Tackling Employee Burnout with Project Rebalance

To combat employee burnout, Nick Holmes introduced Project Rebalance, an initiative that empowered employees to manage their time effectively and prioritize their health and well-being. The project consisted of three distinct phases, discover them below.

Watch the full video here.

1. Reinventing meeting etiquette

Employees were often in back-to-back meetings that didn’t allow for healthy breaks. As part of Project Rebalance, Avalere Health introduced a new etiquette – no more 1-hour meetings. Instead, employees were encouraged to have only 20 or 50-minute meetings to allow for 10-minute breaks in between. Nick Holmes highlights, “That break is so important, because as we talk about reducing stress and burnout… the more recharge moments we have, the more rebalancing that comes.”

2. Giving employees time to spend on growth and development

Employees had been struggling to find time to engage in their own learning and development, especially on top of their existing workloads. Avalere Health began encouraging employees to spend time on activities other than their day-to-day tasks and projects.
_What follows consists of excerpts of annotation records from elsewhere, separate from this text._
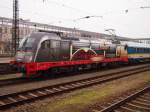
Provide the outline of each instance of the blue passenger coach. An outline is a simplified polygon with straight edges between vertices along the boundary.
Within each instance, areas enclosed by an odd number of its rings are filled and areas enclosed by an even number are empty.
[[[128,59],[130,62],[150,61],[150,44],[138,42],[122,42],[127,45]]]

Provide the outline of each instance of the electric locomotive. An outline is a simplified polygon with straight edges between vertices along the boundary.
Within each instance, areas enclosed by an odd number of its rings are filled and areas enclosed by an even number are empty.
[[[127,63],[127,45],[96,37],[75,37],[63,32],[39,31],[25,37],[12,62],[25,75],[36,77],[61,68],[95,67]]]

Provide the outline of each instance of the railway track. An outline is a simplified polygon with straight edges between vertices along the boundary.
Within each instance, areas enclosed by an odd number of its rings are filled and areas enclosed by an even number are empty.
[[[136,70],[138,68],[140,69],[144,69],[146,67],[149,67],[150,64],[146,64],[146,65],[139,65],[138,67],[135,66],[135,68],[129,68],[129,69],[125,69],[125,70],[120,70],[120,71],[114,71],[114,72],[111,72],[111,73],[108,73],[108,74],[102,74],[102,76],[105,76],[105,75],[113,75],[113,74],[117,74],[117,73],[121,73],[121,72],[126,72],[126,71],[129,71],[129,70]],[[107,69],[106,69],[107,70]],[[105,69],[104,69],[105,71]],[[72,75],[75,75],[75,74],[85,74],[85,73],[93,73],[95,71],[81,71],[81,72],[78,72],[78,73],[72,73],[70,76]],[[59,76],[58,78],[60,78],[60,75],[57,75]],[[99,77],[99,76],[98,76]],[[57,78],[57,77],[56,77]],[[17,85],[17,84],[24,84],[24,83],[33,83],[33,82],[40,82],[40,81],[44,81],[44,80],[52,80],[52,79],[49,79],[49,78],[34,78],[34,79],[26,79],[26,78],[12,78],[12,79],[5,79],[5,80],[0,80],[0,87],[4,87],[4,86],[9,86],[9,85]]]
[[[122,98],[101,111],[95,112],[150,112],[150,86]],[[93,111],[93,112],[94,112]]]
[[[5,94],[0,96],[0,110],[8,109],[9,107],[28,103],[31,101],[35,101],[38,99],[43,99],[48,96],[54,96],[58,94],[63,94],[69,91],[73,91],[76,89],[81,89],[85,87],[89,87],[96,84],[105,83],[108,81],[116,80],[119,78],[127,77],[133,74],[137,74],[140,72],[145,72],[150,70],[150,67],[141,67],[138,69],[126,70],[122,72],[117,72],[109,75],[102,75],[98,77],[92,77],[87,79],[82,79],[73,82],[61,83],[57,85],[47,86],[36,88],[32,90],[26,90],[21,92],[15,92],[10,94]]]

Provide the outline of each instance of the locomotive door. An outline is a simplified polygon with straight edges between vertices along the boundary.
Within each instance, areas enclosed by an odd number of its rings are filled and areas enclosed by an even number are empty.
[[[127,56],[127,49],[126,46],[118,45],[116,49],[116,56],[117,57],[124,57]]]
[[[41,43],[41,47],[38,51],[36,61],[43,62],[50,60],[50,40],[45,40]]]
[[[51,57],[51,61],[60,60],[60,41],[59,40],[50,41],[50,57]]]

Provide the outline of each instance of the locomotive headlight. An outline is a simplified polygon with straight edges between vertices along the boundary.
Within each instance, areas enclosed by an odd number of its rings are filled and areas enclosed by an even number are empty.
[[[25,61],[26,62],[31,62],[32,61],[32,57],[33,57],[33,53],[32,52],[26,52],[24,55]]]

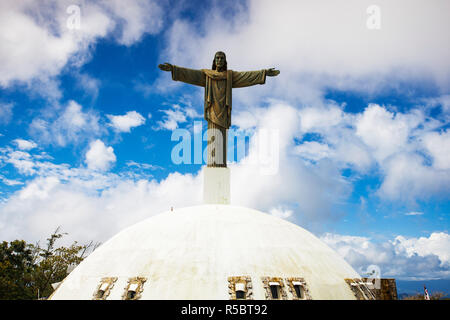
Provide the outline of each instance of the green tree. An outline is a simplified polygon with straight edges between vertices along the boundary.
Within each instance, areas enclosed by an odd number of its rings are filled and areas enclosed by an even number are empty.
[[[42,248],[15,240],[0,246],[0,299],[47,298],[53,292],[52,284],[61,282],[99,244],[56,246],[60,233],[58,227]]]
[[[23,240],[0,245],[0,299],[34,297],[34,247]]]

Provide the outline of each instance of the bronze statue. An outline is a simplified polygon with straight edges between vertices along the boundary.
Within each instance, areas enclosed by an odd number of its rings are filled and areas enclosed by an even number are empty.
[[[233,71],[227,69],[222,51],[216,52],[211,69],[187,69],[171,65],[158,66],[172,72],[172,80],[205,88],[205,119],[208,122],[208,167],[227,166],[227,130],[231,126],[231,89],[264,84],[266,76],[277,76],[274,68],[260,71]],[[221,138],[221,139],[219,139]]]

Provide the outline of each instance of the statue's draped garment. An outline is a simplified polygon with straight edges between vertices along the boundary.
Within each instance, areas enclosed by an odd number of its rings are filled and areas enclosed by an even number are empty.
[[[172,79],[205,88],[205,119],[208,121],[208,161],[212,167],[226,167],[227,129],[231,126],[232,88],[266,82],[266,70],[216,71],[172,66]],[[215,139],[211,130],[219,130],[223,140]],[[216,144],[215,144],[216,143]]]

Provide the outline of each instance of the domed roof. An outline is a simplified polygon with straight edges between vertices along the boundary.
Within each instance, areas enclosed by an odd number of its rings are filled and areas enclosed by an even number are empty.
[[[50,299],[355,299],[346,278],[360,278],[305,229],[257,210],[200,205],[152,216],[102,244]],[[100,294],[99,294],[100,292]],[[234,294],[234,295],[233,295]]]

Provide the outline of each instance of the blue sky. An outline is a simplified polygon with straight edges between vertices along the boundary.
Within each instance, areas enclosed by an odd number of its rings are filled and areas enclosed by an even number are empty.
[[[360,273],[448,279],[449,5],[348,3],[3,1],[2,240],[61,226],[105,241],[201,203],[202,165],[175,164],[171,135],[194,136],[203,89],[157,65],[210,68],[222,50],[233,70],[281,71],[233,91],[247,155],[261,129],[280,141],[275,174],[229,165],[232,204],[311,230]]]

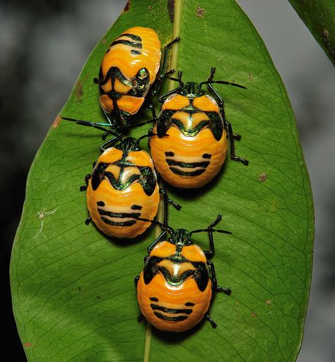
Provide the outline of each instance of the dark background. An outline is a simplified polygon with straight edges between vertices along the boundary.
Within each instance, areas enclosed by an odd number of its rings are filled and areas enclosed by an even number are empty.
[[[6,336],[3,355],[8,362],[26,361],[12,314],[8,267],[27,174],[86,58],[125,2],[0,1],[1,325]],[[237,3],[260,32],[286,84],[313,190],[313,277],[298,361],[334,362],[335,72],[287,0]]]

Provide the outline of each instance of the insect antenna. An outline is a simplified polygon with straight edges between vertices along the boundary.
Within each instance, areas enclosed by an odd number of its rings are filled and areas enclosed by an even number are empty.
[[[227,82],[225,80],[206,80],[204,82],[201,82],[201,83],[199,83],[199,86],[201,89],[203,84],[213,84],[213,83],[226,84],[228,85],[233,85],[234,87],[238,87],[239,88],[247,89],[247,87],[245,87],[244,85],[241,85],[240,84],[237,84],[237,83]]]
[[[198,229],[197,230],[192,230],[189,232],[189,236],[191,236],[192,234],[196,233],[201,233],[204,231],[209,231],[209,232],[217,232],[217,233],[221,233],[221,234],[232,234],[230,231],[228,231],[227,230],[221,230],[218,229],[213,229],[216,225],[217,225],[222,219],[222,215],[218,215],[216,219],[212,222],[208,227],[206,229]]]

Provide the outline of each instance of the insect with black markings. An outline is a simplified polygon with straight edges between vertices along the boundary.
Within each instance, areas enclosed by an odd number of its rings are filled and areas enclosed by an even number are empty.
[[[167,72],[168,50],[180,40],[175,38],[164,48],[163,59],[160,41],[157,32],[150,28],[136,26],[124,31],[107,49],[101,63],[99,78],[99,102],[107,123],[91,122],[62,117],[83,126],[101,129],[110,127],[124,132],[134,125],[132,116],[143,105],[149,92],[154,95]],[[155,119],[155,109],[148,106]],[[104,139],[108,131],[104,134]]]
[[[213,294],[231,292],[218,286],[209,260],[214,254],[213,233],[231,234],[213,229],[221,218],[218,215],[206,229],[192,231],[152,222],[164,231],[148,248],[143,270],[135,278],[142,313],[139,320],[143,316],[155,327],[168,332],[189,330],[204,318],[216,327],[208,314]],[[192,236],[201,231],[208,233],[209,251],[193,243]],[[167,234],[170,235],[168,239],[164,239]]]
[[[200,83],[184,83],[179,72],[178,79],[170,79],[180,85],[159,98],[163,105],[153,129],[155,135],[150,140],[151,154],[162,178],[173,186],[199,188],[210,182],[225,160],[227,136],[230,158],[245,165],[249,163],[235,153],[234,140],[241,136],[233,133],[223,99],[212,84],[245,87],[213,80],[215,70],[212,68],[207,80]],[[204,94],[204,85],[211,95]]]

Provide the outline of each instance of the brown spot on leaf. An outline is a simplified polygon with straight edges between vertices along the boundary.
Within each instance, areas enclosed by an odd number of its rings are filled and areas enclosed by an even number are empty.
[[[127,1],[126,6],[124,6],[124,11],[128,11],[130,8],[130,0]]]
[[[329,37],[329,32],[327,29],[324,29],[324,36],[327,39]]]
[[[61,121],[61,117],[58,115],[55,119],[54,121],[52,122],[52,127],[54,128],[57,128],[59,124],[59,122]]]
[[[170,21],[173,23],[175,20],[175,0],[168,0],[168,11]]]
[[[259,175],[259,181],[261,182],[264,182],[266,179],[266,177],[267,177],[267,175],[265,172],[262,172],[260,175]]]
[[[76,85],[76,97],[77,97],[77,102],[81,102],[81,97],[83,95],[83,81],[78,80]]]
[[[201,18],[204,16],[205,13],[205,11],[204,10],[204,8],[201,8],[201,6],[198,6],[196,10],[196,16],[198,16],[198,18]]]

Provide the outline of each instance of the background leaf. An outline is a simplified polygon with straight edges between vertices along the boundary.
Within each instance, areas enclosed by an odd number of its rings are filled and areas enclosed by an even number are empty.
[[[242,135],[237,153],[250,164],[227,160],[204,189],[171,191],[183,206],[170,210],[173,227],[203,227],[223,214],[221,226],[233,234],[216,236],[213,262],[219,284],[233,294],[215,298],[216,330],[204,323],[167,337],[136,322],[133,278],[153,230],[120,245],[83,224],[85,195],[78,188],[99,154],[100,133],[57,119],[30,173],[11,263],[16,318],[30,361],[148,356],[153,361],[167,354],[176,361],[295,359],[310,282],[313,217],[294,116],[262,42],[234,1],[203,8],[178,4],[175,32],[182,41],[175,66],[184,80],[204,80],[216,66],[216,79],[248,88],[217,88],[235,131]],[[109,44],[134,25],[155,28],[163,44],[172,37],[165,1],[133,0],[90,56],[63,115],[103,119],[93,78]],[[204,236],[196,241],[206,247]]]
[[[333,0],[289,1],[335,65],[335,2]]]

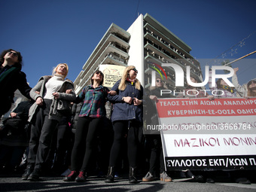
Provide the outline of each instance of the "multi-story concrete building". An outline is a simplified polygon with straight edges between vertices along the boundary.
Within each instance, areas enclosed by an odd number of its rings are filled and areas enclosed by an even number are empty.
[[[89,84],[93,72],[105,64],[135,66],[139,71],[137,78],[145,88],[151,84],[152,72],[162,63],[177,64],[184,72],[186,66],[190,66],[191,75],[202,79],[200,65],[190,54],[190,50],[188,45],[148,14],[141,14],[126,31],[112,23],[75,79],[75,93],[78,94]],[[184,89],[175,87],[172,68],[163,67],[166,75],[162,75],[160,69],[156,75],[163,77],[169,89]]]

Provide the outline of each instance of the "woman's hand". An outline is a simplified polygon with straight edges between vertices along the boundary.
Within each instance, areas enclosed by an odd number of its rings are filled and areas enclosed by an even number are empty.
[[[115,90],[111,90],[108,93],[111,96],[115,96],[117,94],[117,92]]]
[[[149,96],[149,98],[151,99],[151,100],[154,100],[155,102],[158,102],[158,99],[157,99],[157,96]]]
[[[138,106],[142,103],[142,101],[135,97],[133,98],[133,103],[134,103],[134,105]]]
[[[72,92],[72,90],[66,90],[66,93],[70,94]]]
[[[53,93],[53,96],[54,96],[55,99],[59,99],[59,93]]]
[[[38,105],[43,105],[43,102],[44,102],[44,100],[41,97],[39,96],[36,99],[35,103]]]
[[[14,118],[14,117],[17,117],[17,113],[14,113],[14,112],[11,112],[11,114],[10,114],[10,115],[11,115],[11,117],[12,117],[12,118]]]

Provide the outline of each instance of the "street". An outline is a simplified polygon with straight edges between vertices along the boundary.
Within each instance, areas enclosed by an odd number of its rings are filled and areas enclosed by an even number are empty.
[[[174,179],[166,183],[160,181],[142,182],[136,184],[128,183],[126,178],[116,179],[114,183],[106,184],[104,178],[89,177],[86,182],[64,182],[62,177],[41,177],[40,181],[22,181],[20,175],[0,178],[0,191],[248,191],[255,192],[256,184],[240,184],[236,183],[196,183]]]

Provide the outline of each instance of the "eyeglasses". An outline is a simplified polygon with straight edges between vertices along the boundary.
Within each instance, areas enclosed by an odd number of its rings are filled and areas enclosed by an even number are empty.
[[[248,83],[248,85],[252,84],[256,84],[256,81],[251,81]]]
[[[16,52],[9,51],[9,52],[8,52],[8,53],[9,55],[13,54],[13,55],[15,56],[18,56],[18,53],[16,53]]]
[[[131,70],[133,70],[136,73],[138,73],[138,70],[136,68],[133,68]]]

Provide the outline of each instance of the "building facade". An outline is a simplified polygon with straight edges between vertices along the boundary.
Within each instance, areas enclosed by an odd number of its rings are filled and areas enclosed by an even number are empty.
[[[90,84],[93,72],[103,65],[135,66],[144,87],[151,86],[154,74],[169,90],[181,91],[184,87],[175,87],[174,69],[162,67],[162,63],[176,64],[184,72],[189,66],[190,75],[202,80],[200,65],[190,51],[188,45],[148,14],[138,17],[126,31],[112,23],[74,81],[75,93]]]

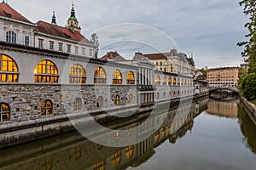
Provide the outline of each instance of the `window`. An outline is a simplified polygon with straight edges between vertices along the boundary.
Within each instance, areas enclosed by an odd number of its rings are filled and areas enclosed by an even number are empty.
[[[44,48],[44,40],[38,39],[38,48]]]
[[[82,48],[82,55],[85,55],[85,48]]]
[[[76,98],[73,102],[73,110],[82,110],[82,99],[80,98]]]
[[[59,42],[59,51],[63,51],[63,43]]]
[[[94,83],[105,84],[107,82],[106,72],[102,67],[98,67],[94,72]]]
[[[25,36],[24,44],[26,46],[29,46],[29,37],[28,36]]]
[[[54,50],[55,49],[55,42],[52,41],[49,41],[49,49]]]
[[[41,116],[52,114],[52,103],[50,100],[46,99],[41,105]]]
[[[17,82],[19,78],[18,67],[10,57],[0,55],[0,82]]]
[[[120,71],[119,70],[114,70],[113,73],[113,84],[122,84],[122,74]]]
[[[49,60],[43,60],[34,71],[35,82],[58,82],[59,75],[56,65]]]
[[[0,122],[9,121],[10,109],[9,105],[0,103]]]
[[[160,76],[157,75],[155,76],[155,85],[160,85]]]
[[[119,150],[115,153],[113,153],[111,156],[111,159],[112,159],[112,167],[113,168],[116,168],[121,162],[121,156],[122,156],[122,152],[121,150]]]
[[[89,49],[89,56],[92,56],[93,55],[93,51],[92,51],[92,49]]]
[[[120,105],[120,98],[119,95],[114,96],[114,105]]]
[[[69,82],[70,83],[85,83],[86,82],[86,72],[80,65],[74,65],[71,67],[69,72]]]
[[[16,43],[17,42],[16,33],[13,31],[8,31],[6,32],[6,42],[10,43]]]
[[[75,46],[75,54],[79,54],[79,47],[78,46]]]
[[[67,45],[67,53],[71,53],[71,45],[70,44]]]
[[[127,74],[126,84],[135,84],[135,77],[132,71],[129,71]]]

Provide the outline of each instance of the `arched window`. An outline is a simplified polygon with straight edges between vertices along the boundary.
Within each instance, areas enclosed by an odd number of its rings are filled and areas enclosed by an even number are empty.
[[[18,67],[15,61],[7,55],[0,55],[0,82],[17,82]]]
[[[10,109],[9,105],[0,103],[0,122],[9,121]]]
[[[73,67],[71,67],[69,72],[69,82],[70,83],[86,82],[86,72],[82,65],[74,65]]]
[[[176,77],[173,78],[173,86],[176,86]]]
[[[169,76],[168,78],[168,85],[172,86],[172,76]]]
[[[50,100],[46,99],[41,105],[41,116],[52,114],[52,103]]]
[[[127,74],[126,84],[135,84],[135,77],[132,71],[129,71]]]
[[[166,76],[163,76],[163,85],[166,85]]]
[[[119,70],[114,70],[113,73],[113,84],[122,84],[122,74],[120,71]]]
[[[121,157],[122,156],[122,152],[121,150],[119,150],[115,153],[113,153],[112,156],[111,156],[111,159],[112,159],[112,167],[113,168],[117,167],[120,162],[121,162]]]
[[[104,105],[103,97],[99,96],[97,99],[97,107],[103,107],[103,105]]]
[[[126,147],[126,154],[125,155],[126,155],[126,158],[128,160],[130,160],[132,157],[133,152],[134,152],[134,145]]]
[[[35,82],[58,82],[59,81],[58,69],[50,60],[40,61],[34,73]]]
[[[159,75],[156,75],[155,76],[155,85],[160,85],[160,77]]]
[[[102,67],[98,67],[94,72],[94,83],[105,84],[107,82],[107,76]]]
[[[120,98],[119,95],[114,96],[114,105],[120,105]]]
[[[82,99],[80,98],[76,98],[73,102],[73,110],[82,110]]]
[[[10,43],[16,43],[17,42],[16,33],[13,31],[8,31],[6,32],[6,42]]]

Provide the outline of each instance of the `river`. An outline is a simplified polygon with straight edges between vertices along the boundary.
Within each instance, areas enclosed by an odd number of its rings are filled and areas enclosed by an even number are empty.
[[[0,169],[256,169],[256,127],[239,99],[180,107],[155,116],[156,124],[163,119],[160,127],[138,144],[108,147],[72,132],[0,150]],[[137,124],[122,128],[132,133]]]

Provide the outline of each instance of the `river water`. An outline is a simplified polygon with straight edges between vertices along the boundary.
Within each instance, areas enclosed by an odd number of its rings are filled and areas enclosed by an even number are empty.
[[[256,127],[239,99],[188,107],[158,115],[161,127],[138,144],[108,147],[72,132],[0,150],[0,169],[256,169]]]

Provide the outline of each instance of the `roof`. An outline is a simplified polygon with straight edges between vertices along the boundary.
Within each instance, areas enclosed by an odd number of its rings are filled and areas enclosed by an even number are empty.
[[[0,15],[13,19],[19,21],[27,22],[30,24],[32,24],[30,20],[28,20],[26,18],[25,18],[23,15],[21,15],[19,12],[15,10],[13,8],[11,8],[9,4],[6,3],[0,3]]]
[[[87,42],[87,43],[92,43],[90,42],[88,39],[86,39],[80,32],[79,31],[72,31],[71,30],[52,25],[48,22],[44,22],[42,20],[39,20],[37,22],[37,28],[36,31],[38,32],[44,33],[44,34],[49,34],[51,36],[55,37],[59,37],[66,39],[70,39],[77,42]]]
[[[164,54],[143,54],[144,57],[149,59],[150,60],[167,60],[167,57]]]
[[[101,60],[125,60],[125,58],[123,58],[119,54],[118,54],[116,51],[113,52],[108,52],[103,57],[100,58]]]

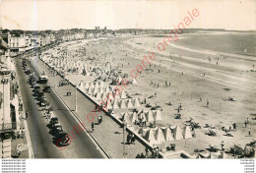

They started carving out protected time for employees to work on their growth and development, with increased support and encouragement from leaders to ensure employees could prioritize their growth journey.

3. Experimenting with healthier ways to work

Nick Holmes plans to continue experimenting and trialing new and healthier ways to work – such as providing sleep coaching, nutrition advice, and flexible ways of working – for employees at Avalere Health. Nick and the team are committed to finding new ways to help employees lead healthier lives, not only at work, but at home as well. Nick adds, “Health is not just about careers, but your mind, body, and soul. Rebalance is something that we’re hoping will help improve that.”

Avalere Health will continue to measure the impact of Project Rebalance on employees across the organization, tracking the reduction in sickness and absences and whether there are improvements in their well-being index. They will continue to garner employee feedback every six months to capture progress.

Furthermore, they are making ‘rebalance’ and ‘health’ a skills-based task that all leaders need to understand, embrace, and adopt. Nick elaborates, “One of the one of the ways that we’re tapping into Fuel50 is actually through our idea of making rebalance and health more of a skills-based task… as we start to build our skill ontology and evolve it even further, rebalancing is going to become a skill for leaders and people to adopt. It’s going to become a critical part of our DNA blueprint.”

Investing in Employee Health and Wellbeing is Critical

Prioritizing the health and wellbeing of your people benefits the individual, but it also impacts critical parts of your organization. When organizations invest in employee wellbeing, they often experience lower attrition, turnover, and burnout, as well as greater productivity, employee engagement, and job satisfaction – attributes that are imperative to any business’s bottom line. Not addressing burnout fast enough can have disastrous effects, so the time to act is now. Ask yourself ­– what are you doing to alleviate stress and burnout for your people?